Yea I know Horton got sold but tenpoint is actually the ones that bought them. Only tenpoint I have seen in my range is the titan. That's pretty good Papascott I been arguing with myself between Horton and tenpoint. Parkers look nice too but are pricey. Decisions really stink but atleast I narrowed it down to Horton and tenpoint. All my friends have a Horton. And been using them for 7 years and still going strong. But I know tenpoint is excellent too lol.

Sent from my VS950 4G using Ohub Campfire mobile app


----------



## icefisherman4life (Aug 5, 2007)

I told my buddy to go out there to ten pt. and ask for a demo bow. which is one they set up for shows and stuff. They knock 50 to 100 off of it. he went there the other day and got a $2000 bow set up for $800. I like ten pts alot.


----------



## squid_1 (Jun 2, 2005)

Wicked Ridge it is made by TenPoint and will be in your price range. Mine was dead on out of the box at 20,30 and 40 yards and I couldn't be happier.


----------



## ostbucks98 (Apr 14, 2004)

ohio valley traders had horton brotherhoods for $250 this past weekend.

Sent from my ZTE-Z990G using Ohub Campfire mobile app


----------



## olwhitee (Apr 10, 2004)

I love my Ten Point Titan. Worth the money.


----------



## ML1187 (Mar 13, 2012)

Would HIGHLY recommend the Parker Thunderhawk. Bought online at The Digital Oasis. No tax no shipping. Also comes with Red Hots best illuminated scope for 489 to your door. Add the red hot kit with rope cocker, red hot bolts, 3 broad heads and rail lube for like another 120. So right at 600 and you have a hunting machine!

I would challenge anyone to find a better overall package with quality optics for that 600 price!

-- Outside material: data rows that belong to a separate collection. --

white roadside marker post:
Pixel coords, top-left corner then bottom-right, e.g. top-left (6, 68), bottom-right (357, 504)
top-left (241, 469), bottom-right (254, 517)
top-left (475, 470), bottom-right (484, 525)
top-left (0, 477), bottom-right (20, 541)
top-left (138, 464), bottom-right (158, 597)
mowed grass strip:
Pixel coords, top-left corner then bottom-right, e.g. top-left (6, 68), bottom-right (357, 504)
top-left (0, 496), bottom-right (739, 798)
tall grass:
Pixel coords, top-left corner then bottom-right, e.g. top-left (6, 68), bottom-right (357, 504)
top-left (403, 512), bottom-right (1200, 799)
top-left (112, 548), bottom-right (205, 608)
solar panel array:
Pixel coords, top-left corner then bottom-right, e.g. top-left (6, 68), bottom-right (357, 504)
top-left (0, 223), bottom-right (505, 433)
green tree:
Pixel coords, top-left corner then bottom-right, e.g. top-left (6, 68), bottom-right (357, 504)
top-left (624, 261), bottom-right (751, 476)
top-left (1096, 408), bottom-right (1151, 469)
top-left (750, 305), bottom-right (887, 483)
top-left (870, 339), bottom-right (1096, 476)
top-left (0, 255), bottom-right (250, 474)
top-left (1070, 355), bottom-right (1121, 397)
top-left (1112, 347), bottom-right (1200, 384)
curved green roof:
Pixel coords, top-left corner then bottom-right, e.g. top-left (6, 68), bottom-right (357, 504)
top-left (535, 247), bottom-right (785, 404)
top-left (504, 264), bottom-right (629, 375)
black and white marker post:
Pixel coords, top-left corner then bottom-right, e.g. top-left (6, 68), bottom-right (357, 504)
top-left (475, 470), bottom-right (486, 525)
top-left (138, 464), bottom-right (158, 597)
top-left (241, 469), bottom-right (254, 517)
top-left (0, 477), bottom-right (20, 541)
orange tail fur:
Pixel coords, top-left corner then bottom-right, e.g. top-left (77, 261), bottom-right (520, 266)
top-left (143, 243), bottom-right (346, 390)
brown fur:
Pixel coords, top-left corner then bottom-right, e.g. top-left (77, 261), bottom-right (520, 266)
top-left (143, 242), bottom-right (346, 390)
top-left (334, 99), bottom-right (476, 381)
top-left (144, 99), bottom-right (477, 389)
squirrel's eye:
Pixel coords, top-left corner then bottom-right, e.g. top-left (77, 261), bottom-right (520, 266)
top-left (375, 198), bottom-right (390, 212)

Posted using Outdoor Hub Campfire


----------



## ironman172 (Apr 12, 2009)

I have 3....and my go to is the ten point....the other 2 are loaners for guest now....or if by chance something happens to the ten point..... I will use one of them, but haven't needed to yet


----------



## RiverWader (Apr 1, 2006)

I shot the Horton Realtree 175 a few time, only thing that kept Me from buying it was a little long and would hard to cock in a tree stand

My Buddy had the Horton Brotherhood and loves it, killed a nice 13 with it about an hour ago


Posted using Outdoor Hub Campfire


----------



## koonzie99 (Apr 25, 2012)

+1 for papascott. I got the new titan this year and love it so far, way better then the horton i was hunting with.


----------



## ostbucks98 (Apr 14, 2004)

just curious whats so special about the ten points being the go to? never seen or held one but why are they so much better? 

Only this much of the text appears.